I have them too - great recipes. He has a first rate YouTube channel as well. I thoroughly recommend the books. It helps if you have the right ingredients. Despite living in the depths of ruralshire we have an excellent spice shop run by the family that has three different restaurants in town.
 
So am I fully stocked on spices actually had to get some Cassia Bark on Wednesday and a freezer full of Base gravy, without it the curries are very basic athumb..
 
I went with Dan Toombes but the principles seem the same....

I assume this boom goes down the same rabbit hole where a recipe includes Mix Powder, go to recipe... Includes Tandoori Masala, go to recipe for that.... Includes Garam Masala, go to recipe for that...... Its bloody never ending! Results are very very good though. It has resulted in me storing a large plastic box of purely indian ingredients in my garage that I can lift into the kitchen when needed.
 
I'm now fully stocked on base gravy and mix powder. We'll worth the effort...curries aren't quite the same without it!
The mix powder I use is sold by my local spice shop and is th same one the family use in their restaurants. There are three brothers and they each run an establishment - different styles, though I have my favourite. Needless to say the exact make up of the mix is a closely guarded family secret (it's £3 for a takeaway container full which is pretty good value!).
I went with Dan Toombes but the principles seem the same....

I assume this boom goes down the same rabbit hole where a recipe includes Mix Powder, go to recipe... Includes Tandoori Masala, go to recipe for that.... Includes Garam Masala, go to recipe for that...... Its bloody never ending! Results are very very good though. It has resulted in me storing a large plastic box of purely indian ingredients in my garage that I can lift into the kitchen when needed.

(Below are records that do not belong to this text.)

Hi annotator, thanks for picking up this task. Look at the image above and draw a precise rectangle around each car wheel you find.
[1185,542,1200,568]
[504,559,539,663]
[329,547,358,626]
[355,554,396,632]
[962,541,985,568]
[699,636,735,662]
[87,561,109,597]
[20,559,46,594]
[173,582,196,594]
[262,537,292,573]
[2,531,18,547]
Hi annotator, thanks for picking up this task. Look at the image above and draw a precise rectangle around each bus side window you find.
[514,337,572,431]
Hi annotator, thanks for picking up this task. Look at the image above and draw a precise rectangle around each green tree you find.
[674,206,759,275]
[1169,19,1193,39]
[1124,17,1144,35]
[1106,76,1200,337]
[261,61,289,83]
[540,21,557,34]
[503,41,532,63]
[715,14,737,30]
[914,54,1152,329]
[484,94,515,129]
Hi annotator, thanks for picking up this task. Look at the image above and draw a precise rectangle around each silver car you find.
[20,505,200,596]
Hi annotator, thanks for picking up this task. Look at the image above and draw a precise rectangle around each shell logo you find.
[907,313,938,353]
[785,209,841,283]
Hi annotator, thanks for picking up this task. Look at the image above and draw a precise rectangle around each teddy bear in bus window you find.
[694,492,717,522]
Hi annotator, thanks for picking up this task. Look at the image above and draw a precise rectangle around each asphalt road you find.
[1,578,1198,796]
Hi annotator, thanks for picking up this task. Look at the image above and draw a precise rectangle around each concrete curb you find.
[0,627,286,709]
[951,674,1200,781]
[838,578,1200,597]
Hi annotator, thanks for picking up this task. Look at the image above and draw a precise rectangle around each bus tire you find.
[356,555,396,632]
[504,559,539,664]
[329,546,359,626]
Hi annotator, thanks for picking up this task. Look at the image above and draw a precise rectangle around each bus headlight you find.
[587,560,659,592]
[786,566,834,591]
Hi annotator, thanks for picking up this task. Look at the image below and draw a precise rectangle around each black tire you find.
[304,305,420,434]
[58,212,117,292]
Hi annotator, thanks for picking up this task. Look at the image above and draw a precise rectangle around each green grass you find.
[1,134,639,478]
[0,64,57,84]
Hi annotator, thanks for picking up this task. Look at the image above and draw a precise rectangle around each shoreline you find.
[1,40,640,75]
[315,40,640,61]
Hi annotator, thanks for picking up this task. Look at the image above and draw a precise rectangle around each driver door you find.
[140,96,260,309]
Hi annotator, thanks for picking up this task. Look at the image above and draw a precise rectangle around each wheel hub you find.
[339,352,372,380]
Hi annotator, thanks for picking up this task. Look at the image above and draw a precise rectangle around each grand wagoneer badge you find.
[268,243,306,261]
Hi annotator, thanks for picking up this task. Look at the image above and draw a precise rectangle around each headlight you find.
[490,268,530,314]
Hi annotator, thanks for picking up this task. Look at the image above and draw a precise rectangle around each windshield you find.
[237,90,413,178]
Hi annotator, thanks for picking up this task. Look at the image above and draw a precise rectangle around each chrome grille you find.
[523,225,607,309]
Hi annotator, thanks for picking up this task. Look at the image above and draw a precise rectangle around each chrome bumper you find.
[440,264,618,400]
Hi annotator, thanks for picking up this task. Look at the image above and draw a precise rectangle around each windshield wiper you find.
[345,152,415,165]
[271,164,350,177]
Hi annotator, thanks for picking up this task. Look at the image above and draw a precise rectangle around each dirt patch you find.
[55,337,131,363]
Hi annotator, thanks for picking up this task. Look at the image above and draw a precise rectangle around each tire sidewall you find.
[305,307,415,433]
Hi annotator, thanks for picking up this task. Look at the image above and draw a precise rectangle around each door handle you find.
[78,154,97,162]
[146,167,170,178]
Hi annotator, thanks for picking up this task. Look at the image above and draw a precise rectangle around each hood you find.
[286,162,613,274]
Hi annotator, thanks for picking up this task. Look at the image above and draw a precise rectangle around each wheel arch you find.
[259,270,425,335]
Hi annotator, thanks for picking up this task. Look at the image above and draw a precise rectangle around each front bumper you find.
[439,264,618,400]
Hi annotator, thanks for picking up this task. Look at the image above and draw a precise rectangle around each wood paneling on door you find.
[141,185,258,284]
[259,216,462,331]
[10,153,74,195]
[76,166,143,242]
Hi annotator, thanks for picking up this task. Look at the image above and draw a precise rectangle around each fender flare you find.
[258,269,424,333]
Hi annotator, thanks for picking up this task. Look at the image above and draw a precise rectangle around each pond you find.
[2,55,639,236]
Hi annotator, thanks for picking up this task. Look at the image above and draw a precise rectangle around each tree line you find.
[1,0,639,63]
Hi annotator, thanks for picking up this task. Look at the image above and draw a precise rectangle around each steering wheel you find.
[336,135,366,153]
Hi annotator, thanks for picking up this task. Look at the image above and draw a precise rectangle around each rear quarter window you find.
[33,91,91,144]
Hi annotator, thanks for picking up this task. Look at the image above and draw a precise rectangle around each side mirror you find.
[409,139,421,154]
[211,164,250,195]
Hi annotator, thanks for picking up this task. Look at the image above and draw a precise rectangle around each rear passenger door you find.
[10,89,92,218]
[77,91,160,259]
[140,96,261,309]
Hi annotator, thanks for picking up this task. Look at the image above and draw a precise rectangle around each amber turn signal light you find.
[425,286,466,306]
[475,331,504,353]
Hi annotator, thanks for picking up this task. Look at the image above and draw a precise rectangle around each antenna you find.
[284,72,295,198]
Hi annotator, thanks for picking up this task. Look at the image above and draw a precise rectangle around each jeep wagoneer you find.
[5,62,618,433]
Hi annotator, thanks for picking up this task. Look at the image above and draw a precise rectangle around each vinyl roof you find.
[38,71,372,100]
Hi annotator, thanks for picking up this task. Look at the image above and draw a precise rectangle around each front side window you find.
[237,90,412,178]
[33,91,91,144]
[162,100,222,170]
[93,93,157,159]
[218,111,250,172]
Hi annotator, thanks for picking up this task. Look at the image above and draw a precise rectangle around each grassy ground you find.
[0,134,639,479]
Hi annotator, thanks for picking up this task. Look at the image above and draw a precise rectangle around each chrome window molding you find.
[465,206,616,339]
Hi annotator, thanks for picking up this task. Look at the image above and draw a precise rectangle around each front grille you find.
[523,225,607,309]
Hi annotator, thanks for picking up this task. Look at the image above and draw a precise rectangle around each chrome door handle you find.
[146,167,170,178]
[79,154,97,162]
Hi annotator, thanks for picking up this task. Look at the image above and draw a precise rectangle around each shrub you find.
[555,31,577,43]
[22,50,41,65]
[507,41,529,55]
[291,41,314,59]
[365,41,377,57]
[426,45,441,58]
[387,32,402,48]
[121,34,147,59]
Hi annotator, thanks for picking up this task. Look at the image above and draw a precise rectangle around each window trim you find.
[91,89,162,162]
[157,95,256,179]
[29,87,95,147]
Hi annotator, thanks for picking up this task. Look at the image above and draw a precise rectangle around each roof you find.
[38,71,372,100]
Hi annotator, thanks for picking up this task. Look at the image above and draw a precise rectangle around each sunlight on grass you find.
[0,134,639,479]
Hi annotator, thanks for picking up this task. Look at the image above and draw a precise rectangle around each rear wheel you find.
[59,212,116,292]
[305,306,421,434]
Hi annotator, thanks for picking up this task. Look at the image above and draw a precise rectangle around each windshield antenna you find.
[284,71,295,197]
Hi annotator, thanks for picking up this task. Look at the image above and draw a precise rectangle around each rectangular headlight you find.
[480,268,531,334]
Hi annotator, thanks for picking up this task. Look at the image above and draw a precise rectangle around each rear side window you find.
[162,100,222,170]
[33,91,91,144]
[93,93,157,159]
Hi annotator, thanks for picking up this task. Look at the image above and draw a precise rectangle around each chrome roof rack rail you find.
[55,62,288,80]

You can do that but proprietary masalas and mixes are just fine for every day cooking.

One of my favourite recipes is from Rick Stein's book. You throw lots of onions, whole spices and rough chopped lamb in, cover it in water and simmer for two hours. It tastes even better after a day in the fridge.

Aki, who runs my favourite restaurant swears that the key is'Ghee, ghee and more ghee'. I leave it out of the wife's home cooked ones though as she and dairy 'don't get on'.